Los amigos de Duncan (que son dos, ambos con chaquetas del instituto de Derry)
reparan en que su diversión ya tiene público, y se giran. Entre ellos hay un niño que
sólo lleva calzoncillos y una zapatilla deportiva, y que tiene la cara manchada de
sangre, tierra, mocos y lágrimas. Henry no sabe calcularle la edad; no es un niño
pequeño, como demuestra el vello incipiente del pecho, pero lo parece. Sus ojos son
achinados, de color verde claro y anegados en lágrimas.
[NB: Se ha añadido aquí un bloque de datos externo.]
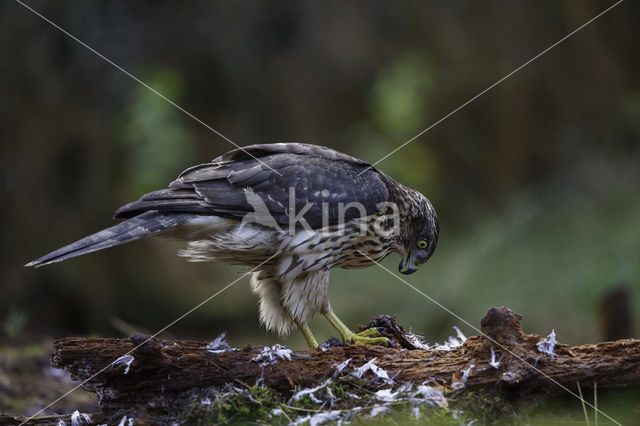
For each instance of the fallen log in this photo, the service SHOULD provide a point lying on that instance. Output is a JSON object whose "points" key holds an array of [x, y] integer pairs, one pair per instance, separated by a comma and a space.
{"points": [[156, 376]]}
La pared roja de ladrillos que hay detrás del grupito lleva impreso el siguiente
mensaje, en letras grandes, blancas y un poco borradas, pero que siguen siendo
legibles: NI REBOTES NI PARTIDOS. Debe de significar que está prohibido jugar a
pelota cerca del edificio, que hay que hacerlo en la antigua zona de camiones, donde
siguen viéndose los surcos profundos de las bases y el montículo truncado del
lanzador. NI REBOTES NI PARTIDOS. En años sucesivos lo dirán a menudo; pasará
a ser una de las muletillas de su juventud, sin poseer un significado exacto. Quizá el
más ajustado sea «así es la vida». La mejor manera de decirlo siempre es encogiendo
los hombros, sonriendo y con las palmas extendidas.
—¿Y tú de dónde sales, caraculo? —le dice a Beaver uno de los mayores.
Lleva en la mano izquierda algo que parece un guante de béisbol, o de golf… En
todo caso de deporte. Lo usa para sujetar la caca seca de perro que quería hacerle
comer al niño casi desnudo.
—Pero ¿qué hacéis? —pregunta Jonesy, escandalizado—. ¿Queréis obligarle a
que se la coma? ¿Qué os pasa, que estáis mal de la cabeza?
El chico de la caca de perro tiene pegada una tira blanca en el puente de la nariz.